We can all agree that the coronavirus pandemic rapidly changed our daily work life. Businesses and employees alike have been swiftly forced to adapt to an entirely new way of functioning, with many creatures of habit saying goodbye to comfortable routines. Despite the enormous challenge, our ironclad company culture has distinguished us in the eyes of our team, as their spouses work alongside them and stand amazed at the comparative ease we’ve adjusted to a new reality. Here are five tips for safeguarding your own company culture:

Move Fast

The world just changed? That means that your annual plan is teetering and your quarterly goals are fiction. In a crisis, assemble your best people to reset your short-term priorities and goals. Do it fast. In mid-March, our company created a Task Force, composed of five of our most innovative people. We met every day for two weeks. On day 1, we started by building a list of possible initiatives. On day 2, we used RICE scoring to prioritize those with low costs, likely impact, higher chances of saving jobs, and so on. Quickly we zoomed in on the two best that could be done simultaneously without competing for resources.
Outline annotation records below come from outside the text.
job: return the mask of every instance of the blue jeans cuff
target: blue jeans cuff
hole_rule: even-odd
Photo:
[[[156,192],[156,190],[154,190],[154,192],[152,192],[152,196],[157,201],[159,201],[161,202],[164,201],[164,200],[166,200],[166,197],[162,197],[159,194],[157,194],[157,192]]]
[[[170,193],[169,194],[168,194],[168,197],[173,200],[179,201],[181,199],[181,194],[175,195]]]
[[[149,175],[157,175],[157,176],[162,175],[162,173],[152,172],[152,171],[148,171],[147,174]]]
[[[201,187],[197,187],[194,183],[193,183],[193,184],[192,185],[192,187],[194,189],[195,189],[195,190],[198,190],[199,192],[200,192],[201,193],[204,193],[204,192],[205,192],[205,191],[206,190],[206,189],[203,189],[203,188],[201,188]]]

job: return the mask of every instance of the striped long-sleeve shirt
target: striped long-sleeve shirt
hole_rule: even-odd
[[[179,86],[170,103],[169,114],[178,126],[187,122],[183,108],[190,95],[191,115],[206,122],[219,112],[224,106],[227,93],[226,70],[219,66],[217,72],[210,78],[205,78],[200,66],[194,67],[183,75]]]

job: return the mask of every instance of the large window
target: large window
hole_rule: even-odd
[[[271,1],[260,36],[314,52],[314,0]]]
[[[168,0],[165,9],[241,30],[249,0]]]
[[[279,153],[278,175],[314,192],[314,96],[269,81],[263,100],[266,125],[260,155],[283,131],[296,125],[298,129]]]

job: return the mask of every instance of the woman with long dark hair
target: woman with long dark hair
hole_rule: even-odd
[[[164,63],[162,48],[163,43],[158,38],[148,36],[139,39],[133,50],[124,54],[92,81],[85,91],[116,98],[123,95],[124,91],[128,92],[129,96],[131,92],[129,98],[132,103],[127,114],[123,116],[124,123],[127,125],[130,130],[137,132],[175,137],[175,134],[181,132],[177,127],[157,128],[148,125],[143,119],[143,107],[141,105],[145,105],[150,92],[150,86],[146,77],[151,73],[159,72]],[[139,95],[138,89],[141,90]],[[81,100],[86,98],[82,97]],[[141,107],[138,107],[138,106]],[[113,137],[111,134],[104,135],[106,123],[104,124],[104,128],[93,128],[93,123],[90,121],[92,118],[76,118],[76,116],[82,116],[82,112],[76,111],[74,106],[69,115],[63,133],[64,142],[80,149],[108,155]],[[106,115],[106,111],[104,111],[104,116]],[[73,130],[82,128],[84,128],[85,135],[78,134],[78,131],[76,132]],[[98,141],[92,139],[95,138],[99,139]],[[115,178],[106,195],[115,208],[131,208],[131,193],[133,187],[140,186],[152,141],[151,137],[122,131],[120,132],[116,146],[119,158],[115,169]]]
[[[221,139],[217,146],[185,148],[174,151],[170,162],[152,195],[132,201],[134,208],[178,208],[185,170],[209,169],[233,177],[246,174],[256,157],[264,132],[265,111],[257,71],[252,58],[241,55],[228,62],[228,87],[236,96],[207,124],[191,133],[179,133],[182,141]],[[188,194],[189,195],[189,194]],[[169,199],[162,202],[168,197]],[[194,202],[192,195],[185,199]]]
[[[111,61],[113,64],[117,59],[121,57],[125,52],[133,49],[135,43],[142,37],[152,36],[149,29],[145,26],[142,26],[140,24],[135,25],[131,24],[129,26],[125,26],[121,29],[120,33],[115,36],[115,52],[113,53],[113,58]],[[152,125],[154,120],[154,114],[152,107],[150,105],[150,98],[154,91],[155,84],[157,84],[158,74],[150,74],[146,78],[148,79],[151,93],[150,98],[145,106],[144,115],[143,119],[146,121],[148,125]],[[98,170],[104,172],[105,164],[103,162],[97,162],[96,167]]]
By day 3, we started building the short-term and mid-term implementation plans, developing projections, and reassigning resources. The work was incredibly impressive and we’d moved faster than we ever have before. However, one thing we learned was to bring other leaders up to speed earlier. At the end of two weeks, we had to put in extra effort to make them feel like they were on the same page.

Photo By Chris Montgomery
Photo by Chris Montgomery

Hoard Cash to Protect Your People

Revenue is down, and you don’t know where the floor is. The economy is shaky, and customers are running scared. It’s more important than ever that you protect your talent. They’re the people that will get you out of it. For us, that meant increasing our cash runway to 12 months by tapping our lines of credit, getting a PPP loan, negotiating with vendors, and cutting non-payroll expenses — travel helped by dropping 100%! In doing so, we kept everyone’s health and retirement benefits. Just as important, we kept abreast of employees’ overall well-being. Empathy is not optional. After all, when this subsides, your team will remember how they were treated in a time of crisis.

WFH For The Win

Make sure that your business can effectively run remotely. Fortunately, our company already had employees stretched from Las Vegas to Dublin. We developed the culture long ago to embrace the tools and systems that have allowed for a seamless remote work schedule. Google’s G-Suite works wonders for meeting management and a substitute for whiteboards. We’ve had instant messaging since ICQ, and now with Slack, our teams communicate effortlessly and our chat rooms maintain our culture. Zoom is how our meetings are done — video on, please! — and attendance has been even better virtually for the fun get-togethers that intertwine the fabrics of our lives. Your team already uses these tools under other names, like Snapchat and Messenger. Following the painful reality of COVID-19, few employees will want to work for a company that doesn’t allow for flexibility and remote working.

Be Transparent

The news is partisan and scary. Very little is concrete. It’s more important than ever to provide consistent updates and communication. Our company’s top two leaders do weekly company meetings to update everyone on the current state of our business. They’re short: under 10 minutes. They’re factual: how’s our cash position, or how are we doing towards our goal? And whenever possible, they address an elephant in the room, so people don’t let silence fill the vacuum. We’ve gotten consistent feedback that this has built trust in our team and has ensured that everyone is on the same page while distanced. It takes us on average an hour to prep each week. It’s worth it.

Keep It Light

Being safely together in one space as one team is not possible right now, but that doesn’t mean you can’t still uphold workplace traditions. Be sure that you are scheduling regular virtual social events. We’ve used Happy Hours, trivia nights, and karaoke. Simple relaxed activities like these not only maintain a needed semblance of normalcy among the team, but also keep your company’s culture thriving.

While the pandemic has certainly thrown us all through a loop, it doesn’t mean your company culture has to take a hit. If all else fails, remember to communicate.